Check this out mate Boot on a Pendrive


----------



## mc-dexter (Mar 21, 2009)

Funny enough i've just found that page 

And i figured i should of thought about the title more it should of been "how do i make a bootable pen drive" or something, lol.

Is that right what i said, lol. i just want to be able to install my XP from a pen drive, lol.


----------



## psyko12 (Mar 21, 2009)

Ahh wait I've got a linky for that

Install xp from usb flash drive

Tried it on my friends lappy that has no dvd/cd drive and it works.


----------



## mc-dexter (Mar 21, 2009)

Seems an awful lot just to make an OS install from a pen drive. 

Think i'll get on it tomorrow when im more awake!


----------



## psyko12 (Mar 21, 2009)

Right  good luck and get some rest


----------



## mc-dexter (Mar 21, 2009)

Wouldn't someone be able to send me a pre-made image file for the pen drive?

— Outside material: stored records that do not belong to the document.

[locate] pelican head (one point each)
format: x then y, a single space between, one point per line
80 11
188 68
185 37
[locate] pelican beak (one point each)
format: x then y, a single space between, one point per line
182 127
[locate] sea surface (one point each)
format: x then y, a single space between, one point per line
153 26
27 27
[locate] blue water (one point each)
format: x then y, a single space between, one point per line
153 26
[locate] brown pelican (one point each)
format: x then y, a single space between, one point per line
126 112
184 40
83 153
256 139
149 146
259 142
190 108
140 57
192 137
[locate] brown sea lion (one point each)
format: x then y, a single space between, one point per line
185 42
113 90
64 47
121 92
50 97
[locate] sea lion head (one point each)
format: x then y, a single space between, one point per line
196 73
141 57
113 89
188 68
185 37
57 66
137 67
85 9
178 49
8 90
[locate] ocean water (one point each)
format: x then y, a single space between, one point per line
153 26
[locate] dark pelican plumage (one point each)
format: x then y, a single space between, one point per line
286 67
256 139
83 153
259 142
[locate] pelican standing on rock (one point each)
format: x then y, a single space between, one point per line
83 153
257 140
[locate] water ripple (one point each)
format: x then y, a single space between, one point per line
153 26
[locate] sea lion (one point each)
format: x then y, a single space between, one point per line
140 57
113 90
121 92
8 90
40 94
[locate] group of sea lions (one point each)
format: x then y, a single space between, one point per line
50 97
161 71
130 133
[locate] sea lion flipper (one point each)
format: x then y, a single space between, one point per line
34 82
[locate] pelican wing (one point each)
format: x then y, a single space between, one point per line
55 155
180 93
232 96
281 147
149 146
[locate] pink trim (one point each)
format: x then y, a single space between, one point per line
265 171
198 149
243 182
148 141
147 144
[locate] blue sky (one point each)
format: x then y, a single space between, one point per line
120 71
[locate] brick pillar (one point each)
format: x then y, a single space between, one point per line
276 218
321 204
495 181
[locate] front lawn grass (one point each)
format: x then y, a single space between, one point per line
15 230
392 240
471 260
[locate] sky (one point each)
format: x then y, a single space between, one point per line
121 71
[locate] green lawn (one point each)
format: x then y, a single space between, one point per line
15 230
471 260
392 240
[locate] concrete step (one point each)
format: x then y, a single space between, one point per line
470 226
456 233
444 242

I could always put the OS on myself then?


----------



## Mussels (Mar 21, 2009)

XP doesnt really work on flash drives, its complicated because it reboots too many times, and drive letters can change.

Vista and 7 its a hell of a lot easier - you're really just copying the files from the DVD to the flash drive.
I always instsall my OS's from a flash drive these days, saves disks.


----------